Paré en la última licorería que había antes de llegar al puente, que atravesaba el río que separaba estas tierras. Compré una botella de ron y dos cajas de cigarrillos, para hacer más ligero el camino. Caminé kilómetros intentando no volver la vista atrás. Me detuve en la mitad del puente, en su punto de inflexión. Encendí otro cigarrillo y me senté con la vista puesta en el último ocaso que vería de ese lado.

Terminé de cruzar el puente mientras oscurecía el cielo. Cuando llegué al otro lado, caminé algunos kilómetros para darme cuenta de lo peor.

Lo peor fue este nuevo lugar, con este nuevo idioma, nueva cultura, nuevas tradiciones, pero plagado por la misma clase de gente, la misma mierda en diferentes cabezas. El estudiante, el policía, el panadero, el heladero, el militar. Todos buscaban el mismo destino.

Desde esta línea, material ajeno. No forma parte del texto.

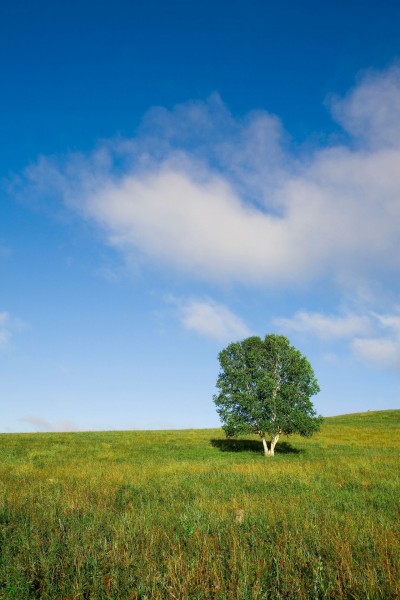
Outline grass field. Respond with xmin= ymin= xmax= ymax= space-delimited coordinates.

Paseaba de bar en bar mientras me hacía pasar por alguien “simpático”, por uno de ellos, para conocer sus grupos desde adentro. Ya sabes: “Nunca conoces al lobo, hasta que estás en su boca”. Una botella de vodka, porque de este lado era más barata y otras dos cajas de cigarrillos, de otra marca. Y seguí paseando por sus antiguas calles de piedra, sus paredes altas y estrechas. Me encontré una mujer bailando en un bar, no era de mi gusto, pero me cruzó algunas miradas, me demostró un interés incierto. Le conté una historia que pecó de ser cierta. Ella contó dos o tres para intentar impresionarme. Yo ya había estado ahí. Le invité a tomar de mi vodka. Ella me invitó a su casa. Dejé la botella en la primera mesa que vi al llegar. Nos comenzamos a desnudar mientras me empujaba hacia su habitación. Me pidió no hacer ruido, no quería despertar a sus compañeras. Lo que ella no pudo evitar fue gritar durante los 20 minutos que duró el sexo, sí, 20 minutos, rompí mi propio récord. No tuvimos tiempo de compartir el cigarro post-coito. Le dije que iba al baño mientras se vestía, pero salí de su casa, salí corriendo como si su marido corriera atrás de mí. Corrí por miedo a quedarme.

Mientras corría bajo la oscura noche, se pintaba un nuevo amanecer en el horizonte. Aún bajo el efecto etílico, me acosté en un banco de alguna plaza. Esperaba que abrieran temprano los comercios. Apenas abrió un mini mercado, compré otra botella de vodka, aún tenía cigarros.

Caminaba sin rumbo, sin ánimo de regresar a ninguno de los lugares en los que alguna vez había estado. Volví a la orilla del río que separaba estas tierras. Observé hacia la otra orilla, veía mi pasado desmotivador. Volteaba y veía un presente desconcertante. Ahí sentado me di cuenta de que, por mucho que escapara, a donde quiera que fuera, la gente iba a ser igual y lo que yo menos quería era cambiarla. Era una ley de vida que yo odiaba y amaba a la vez. El hecho de que nadie fuera como yo, o tal vez unos pocos. No por sentirme único, ni especial. Nunca sentí la necesidad de ser alguien, para demostrárselo a otros. Era yo. Era un ser superior. Era como un Dios. Yo era mi propio Dios.

De nuevo caminé hacia el puente, siempre con la botella en la mano. Llegué a su punto de inflexión ¡Mi punto de inflexión! Terminé las últimas caladas del último cigarro que tenía. Bebí las últimas gotas de vodka. Tiré la botella ¡Y salté!